Incoterms® 2010 will enter into force on 1 January 2011, but prudent traders, importers, exporters and other business people should start to review their trading documents and practices now to ensure that contracts are up to date by the time the changes take effect.
As has always been the case, Incoterms® 2010 will only apply with force or law if the parties voluntarily contract on the basis of these terms. Otherwise, their relevance will be only be a guide in the interpretation of sale terms and the parties' obligations.
Whilst not startlingly different to Incoterms 2000, the new 2010 edition of the rules contains some key simplifications and improvements:
The rules now more clearly designate whether a term should be used for sea and inland water carriage only, or are suitable for any mode of transport. The majority of terms are ones in which maritime transport can, but does not have to, form part of the transit. In contrast, under FAS, FOB, CFR and CIR, because both the place of delivery and the place to which goods are carried are ports, these terms should only be used for sea or inland water transport.
The reference to 'ship's rail' as the point of delivery under FOB, CFR and CIR terms has been deleted. These terms now refer to delivery "on board" the vessel. This change is intended to reflect modern commercial realities, rather than the quaint but antiquated image of goods dangling across the ship's rails at loading.

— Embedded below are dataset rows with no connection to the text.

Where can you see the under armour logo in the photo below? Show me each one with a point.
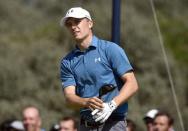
(97, 59)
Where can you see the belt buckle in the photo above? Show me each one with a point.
(92, 126)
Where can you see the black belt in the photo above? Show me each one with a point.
(98, 124)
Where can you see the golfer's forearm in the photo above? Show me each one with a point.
(128, 90)
(75, 101)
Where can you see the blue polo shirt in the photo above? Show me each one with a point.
(102, 63)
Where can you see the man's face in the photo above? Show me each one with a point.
(67, 126)
(79, 28)
(31, 120)
(161, 123)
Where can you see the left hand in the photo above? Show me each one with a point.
(104, 114)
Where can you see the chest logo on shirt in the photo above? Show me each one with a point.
(97, 59)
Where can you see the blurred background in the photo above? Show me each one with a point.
(32, 44)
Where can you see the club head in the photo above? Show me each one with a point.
(105, 89)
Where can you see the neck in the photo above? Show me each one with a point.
(85, 42)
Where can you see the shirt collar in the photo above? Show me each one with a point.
(93, 44)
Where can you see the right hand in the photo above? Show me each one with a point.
(94, 103)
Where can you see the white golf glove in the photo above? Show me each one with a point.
(103, 115)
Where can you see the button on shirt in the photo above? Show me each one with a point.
(102, 63)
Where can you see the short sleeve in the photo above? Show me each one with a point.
(67, 77)
(118, 59)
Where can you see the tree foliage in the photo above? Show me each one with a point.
(32, 44)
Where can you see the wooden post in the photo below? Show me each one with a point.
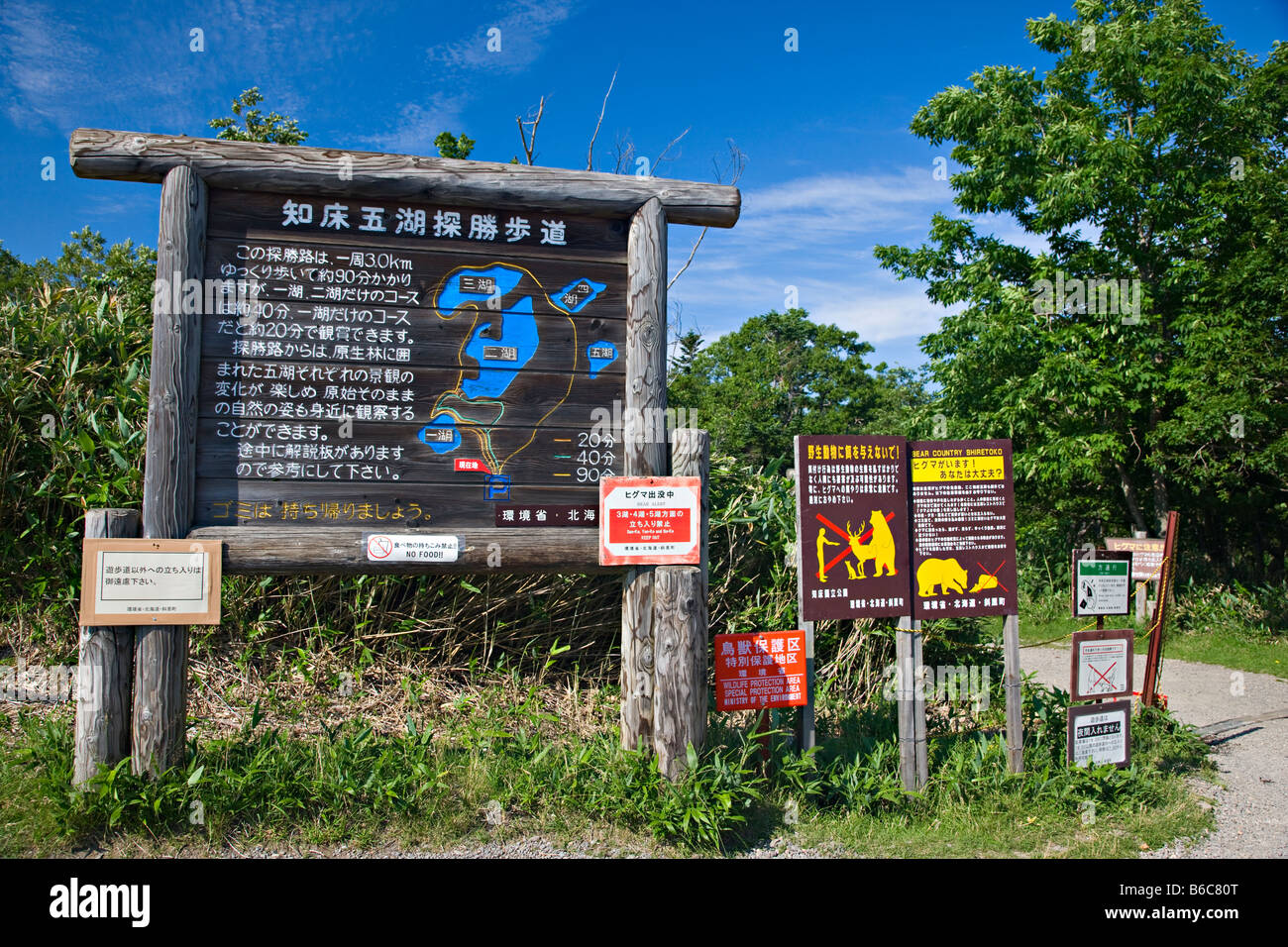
(1014, 698)
(104, 673)
(1141, 587)
(161, 651)
(681, 628)
(644, 451)
(907, 648)
(918, 707)
(1167, 575)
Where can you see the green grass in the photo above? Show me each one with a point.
(437, 785)
(1210, 625)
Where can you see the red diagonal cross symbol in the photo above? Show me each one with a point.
(864, 535)
(1102, 677)
(993, 574)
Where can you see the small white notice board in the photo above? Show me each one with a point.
(150, 581)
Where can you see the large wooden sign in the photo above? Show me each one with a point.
(851, 496)
(408, 365)
(962, 528)
(368, 363)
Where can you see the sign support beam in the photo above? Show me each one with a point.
(161, 651)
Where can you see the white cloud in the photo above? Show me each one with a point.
(816, 235)
(417, 125)
(524, 26)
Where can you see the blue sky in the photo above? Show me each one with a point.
(831, 165)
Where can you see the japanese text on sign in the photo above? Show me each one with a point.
(760, 671)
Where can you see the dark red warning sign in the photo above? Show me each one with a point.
(851, 496)
(962, 528)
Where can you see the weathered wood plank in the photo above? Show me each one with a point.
(339, 551)
(161, 652)
(644, 453)
(1014, 678)
(254, 166)
(104, 674)
(415, 274)
(305, 505)
(681, 625)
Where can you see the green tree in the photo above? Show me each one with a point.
(778, 375)
(454, 146)
(1151, 157)
(274, 129)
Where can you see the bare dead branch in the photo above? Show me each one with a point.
(737, 163)
(692, 253)
(623, 150)
(529, 145)
(590, 151)
(671, 145)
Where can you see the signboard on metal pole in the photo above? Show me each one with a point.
(761, 671)
(1102, 582)
(1100, 733)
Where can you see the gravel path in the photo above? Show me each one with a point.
(1250, 758)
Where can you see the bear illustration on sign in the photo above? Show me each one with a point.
(880, 549)
(947, 575)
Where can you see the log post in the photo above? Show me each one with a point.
(918, 707)
(644, 451)
(1014, 720)
(681, 628)
(911, 702)
(161, 651)
(104, 672)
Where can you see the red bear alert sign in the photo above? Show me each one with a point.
(649, 521)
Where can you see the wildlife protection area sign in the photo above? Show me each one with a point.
(651, 521)
(1102, 664)
(851, 500)
(1102, 582)
(760, 671)
(962, 528)
(128, 581)
(1100, 733)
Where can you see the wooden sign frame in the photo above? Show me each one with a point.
(90, 608)
(188, 166)
(1081, 638)
(664, 607)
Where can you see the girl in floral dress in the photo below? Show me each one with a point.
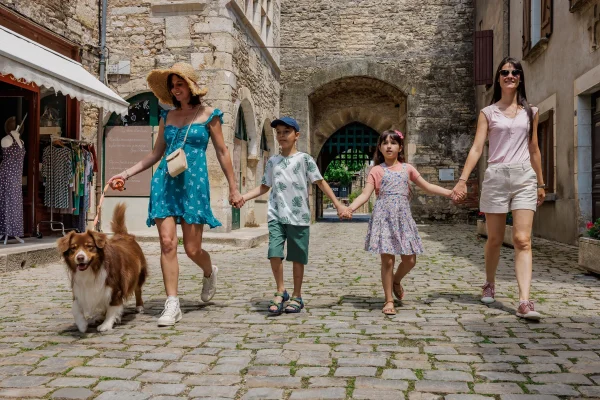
(392, 230)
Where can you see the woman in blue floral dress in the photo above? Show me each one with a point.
(185, 198)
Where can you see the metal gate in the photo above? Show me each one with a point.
(354, 143)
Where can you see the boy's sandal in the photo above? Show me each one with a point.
(284, 297)
(389, 310)
(295, 305)
(398, 290)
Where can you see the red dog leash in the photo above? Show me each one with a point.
(117, 184)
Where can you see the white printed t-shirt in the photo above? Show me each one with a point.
(288, 178)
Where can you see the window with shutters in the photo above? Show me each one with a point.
(537, 23)
(484, 57)
(576, 4)
(546, 144)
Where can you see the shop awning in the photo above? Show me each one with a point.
(28, 60)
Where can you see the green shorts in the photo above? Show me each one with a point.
(297, 238)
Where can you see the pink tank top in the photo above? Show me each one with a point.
(508, 137)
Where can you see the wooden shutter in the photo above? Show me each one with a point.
(574, 4)
(546, 28)
(484, 57)
(526, 27)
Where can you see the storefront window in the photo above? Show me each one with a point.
(144, 110)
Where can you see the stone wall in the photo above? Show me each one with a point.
(78, 22)
(221, 43)
(422, 50)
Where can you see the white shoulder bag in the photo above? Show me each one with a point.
(177, 161)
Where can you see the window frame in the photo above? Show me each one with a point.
(546, 23)
(546, 146)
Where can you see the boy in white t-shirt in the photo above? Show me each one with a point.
(289, 175)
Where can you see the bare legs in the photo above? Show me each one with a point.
(389, 278)
(192, 242)
(522, 224)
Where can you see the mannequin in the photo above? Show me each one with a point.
(12, 168)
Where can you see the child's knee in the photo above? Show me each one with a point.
(409, 261)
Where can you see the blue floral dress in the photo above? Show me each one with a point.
(186, 196)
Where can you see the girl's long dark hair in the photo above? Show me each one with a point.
(194, 99)
(395, 136)
(521, 95)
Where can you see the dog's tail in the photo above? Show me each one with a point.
(118, 222)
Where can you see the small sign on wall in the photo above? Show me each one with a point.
(446, 174)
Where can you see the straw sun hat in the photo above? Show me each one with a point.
(157, 80)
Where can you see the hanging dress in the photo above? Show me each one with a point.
(11, 193)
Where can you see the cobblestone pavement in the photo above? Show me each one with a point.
(443, 342)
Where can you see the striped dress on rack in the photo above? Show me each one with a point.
(57, 176)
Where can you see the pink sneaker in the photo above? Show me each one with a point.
(489, 291)
(527, 311)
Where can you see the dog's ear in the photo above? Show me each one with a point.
(64, 242)
(99, 238)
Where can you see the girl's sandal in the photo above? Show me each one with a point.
(398, 290)
(295, 305)
(389, 310)
(274, 303)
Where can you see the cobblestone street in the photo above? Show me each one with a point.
(442, 344)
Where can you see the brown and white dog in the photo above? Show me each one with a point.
(104, 272)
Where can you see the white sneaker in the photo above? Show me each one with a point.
(171, 314)
(209, 285)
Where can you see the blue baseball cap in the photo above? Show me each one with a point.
(288, 121)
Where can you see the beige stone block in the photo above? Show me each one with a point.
(127, 10)
(213, 60)
(227, 78)
(220, 92)
(222, 41)
(162, 8)
(178, 32)
(214, 25)
(88, 16)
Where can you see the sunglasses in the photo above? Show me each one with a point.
(514, 72)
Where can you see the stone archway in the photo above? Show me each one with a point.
(353, 145)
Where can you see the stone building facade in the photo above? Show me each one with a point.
(75, 22)
(562, 70)
(394, 64)
(232, 45)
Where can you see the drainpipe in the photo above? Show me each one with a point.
(100, 133)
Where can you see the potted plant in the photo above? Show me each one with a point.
(589, 247)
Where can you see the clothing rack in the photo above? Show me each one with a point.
(62, 229)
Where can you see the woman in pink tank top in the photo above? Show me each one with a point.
(513, 180)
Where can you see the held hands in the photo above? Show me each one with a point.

Incoterms® 2010 aim to encourage use in domestic sales of goods, and in trading blocs where import and export requirements might not be applicable. Therefore, the new rules expressly state that import and export obligations will only exist where applicable.
Electronic forms of documents, such as Commercial Invoices, are now given the same effect as paper documents. This will be the case under Incoterms® 2010 as long as the buyer and seller agree or where it is customary for electronic versions to be exchanged.
Obligations to obtain cargo insurance have been updated, to reflect changes to the Institute Cargo Clauses since Incoterms 2000. For example, the new rules clarify that under CIF terms, the seller must obtain cover complying with at least the minimum cover provided by Clause C of the Institute Cargo Clauses (LMA/IUA) or any similar clauses. Where required by the buyer, the seller must also procure additional cover, such as that provided by Institute Cargo Clauses A or B; or Institute War or Strike Clauses.
Incoterms® 2010 now include an express obligation to obtain or render assistance in obtaining security clearances and information. For example, under articles A10/B10 of CIP terms, the seller must provide or render assistance in obtaining security related information that the buyer needs for import or transport of goods. This is at the buyer's risk and expense.
The rules aim to avoid duplication of costs such as terminal handling charges, by more clearly setting out an allocation of costs under articles A6 and B6.
It should be noted that the registered trademark symbol should be used when referring to Incoterms® 2010. Perhaps the most important change in Incoterms® 2010 is the replacement of the terms DAF, DES, DEQ and DDU with two new terms - DAT and DAP. This has reduced the number of terms from 13 to 11.
Although Incoterms® 2010 bring some welcome clarifications and improvements to global trade rules, it remains up to buyers, sellers, insurers and others to ensure that the new rules are usedcorrectly.
Like with previous editions of the Incoterms, care should always be taken to ensure that Incoterms® 2010 are properly incorporated into a contract. The terms of trade should specifically designate the chosen term, the pivotal place in the contract, and now, that it is the 2010 version of the rules that applies.
For example, a commercial invoice should state 'FCA Melbourne, Australia, Incoterms® 2010,' rather than just 'FCA Melbourne' as would more commonly appear, and which does not nominate any particular version of the Incoterms to apply.
Furthermore, care should always be taken to adopt the correct term for your particular goods, rather than just referring to the more well known terms. As Incoterms® 2010 cautions - FOB is unlikely to be the appropriate term for containerised cargo, which is typically delivered at a terminal. In this situation, FCA is usually the rule that ought to apply.
Whilst Incoterms® 2010 might not revolutionise business, their introduction certainly provides a timely reminder to ensure that trading documents are up to date. Bills of lading, cargo insurance policies and a myriad of other template documents wielded by companies, may refer to old versions of the rules, or use the soon to be defunct terms DAF, DES, DEQ or DDU. Prudent businesses would be well advised to take a proactive approach to the new rules, and to capitalise on opportunities such as the improved status of electronic communications.
DAT - Delivered at Terminal. Under this new term, delivery occurs at the named destination, at the buyer's disposal unloaded from the arriving vehicle. This is similar to the former DEQ term. This is a term for any or multimodal transport, and the named place for delivery can be a port. Goods are delivered with the seller bearing all risks and costs (other than import costs where applicable) to the named destination.
DAP - Delivered at Place. Under this new term, delivery occurs at the named destination, but ready for unloading (not unloaded). This is similar to the former DAF, DES and DDU terms. This term can be used for any, multimodal or maritime transport, as the arriving 'vehicle' can be a ship and the named destination can be a port. Goods are delivered with the seller bearing all risks and costs (other than import costs where applicable) to the named destination.